How a Jewish teacher uprooted and relocated her school to escape the Nazis
The School that Escaped the Nazis: The True Story of the Schoolteacher Who Defied Hitler
By Deborah Cadbury
PublicAffairs, 448 pages, $30
While others hesitated, Anna Essinger leapt. A progressive educator who ran a successful small school in southern Germany, Essinger had read Hitler’s vitriolic 1925 manifesto, “Mein Kampf.” She surmised that his 1933 ascension to power spelled disaster for German Jews and anyone with democratic or humanistic leanings.
Her response was to spirit her school and many of its students out of Germany, a remarkable feat even early in the Third Reich. They ended up in Kent, England, in an old manor house that became the Bunce Court School. There, Essinger, Jewish by background if not belief, created a refuge for traumatized Jewish children fleeing increasingly hellish lives in Germany, Austria, Czechoslovakia and Poland. One German Jewish student, Leslie Brent, called the school “a paradise,” which made the violence he’d experienced seem “like a bad dream.”

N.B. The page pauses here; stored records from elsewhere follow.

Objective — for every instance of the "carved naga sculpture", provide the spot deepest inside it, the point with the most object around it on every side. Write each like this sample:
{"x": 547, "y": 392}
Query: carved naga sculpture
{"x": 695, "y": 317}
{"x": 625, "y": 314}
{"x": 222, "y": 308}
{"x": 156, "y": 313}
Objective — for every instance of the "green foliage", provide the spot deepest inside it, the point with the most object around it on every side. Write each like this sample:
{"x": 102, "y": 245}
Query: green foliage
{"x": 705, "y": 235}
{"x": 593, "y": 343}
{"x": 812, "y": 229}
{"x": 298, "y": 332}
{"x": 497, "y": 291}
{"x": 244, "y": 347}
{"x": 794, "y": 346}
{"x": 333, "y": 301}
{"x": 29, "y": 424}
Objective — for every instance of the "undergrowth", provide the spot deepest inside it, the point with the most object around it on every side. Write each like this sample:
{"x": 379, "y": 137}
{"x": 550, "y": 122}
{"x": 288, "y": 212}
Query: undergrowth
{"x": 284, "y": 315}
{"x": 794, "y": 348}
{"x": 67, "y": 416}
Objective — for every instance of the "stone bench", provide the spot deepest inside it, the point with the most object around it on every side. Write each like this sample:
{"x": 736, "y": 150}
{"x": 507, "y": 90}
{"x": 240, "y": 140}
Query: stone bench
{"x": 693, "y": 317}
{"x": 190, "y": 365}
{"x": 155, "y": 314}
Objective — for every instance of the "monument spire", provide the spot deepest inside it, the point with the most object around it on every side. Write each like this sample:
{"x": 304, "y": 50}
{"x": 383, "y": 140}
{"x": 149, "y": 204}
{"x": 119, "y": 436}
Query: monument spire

This inspiring story is the subject of Deborah Cadbury’s “The School that Escaped the Nazis,” which focuses on how Essinger’s foresight, smarts and kindness transformed individual students’ lives. An Emmy-winning BBC-TV producer and the author of books on dinosaur hunters, European royalty and her own family’s chocolate empire, Cadbury is adept at drawing readers into her narrative. Occasionally, her encomia to Essinger and her school grow repetitive. But, overall, she does justice to this moving tale, whose narrative twists and turns and colorful characters would make a great movie.
Influenced by Quakerism and her education at the University of Wisconsin, Essinger wasn’t an apostle of total freedom. While Bunce Court was relaxed, she set limits and students feared her disapproval. But she fashioned an institution with a supportive peer culture, staffed by teachers deeply loyal to her and her ideas. The point was not just to educate, but to create a homey atmosphere to ease her students’ sense of loss and to replace, to the extent possible, the families most had left behind. She was known as “Tante Anna” – Aunt Anna, a woman at once “a little forbidding and immensely kind.”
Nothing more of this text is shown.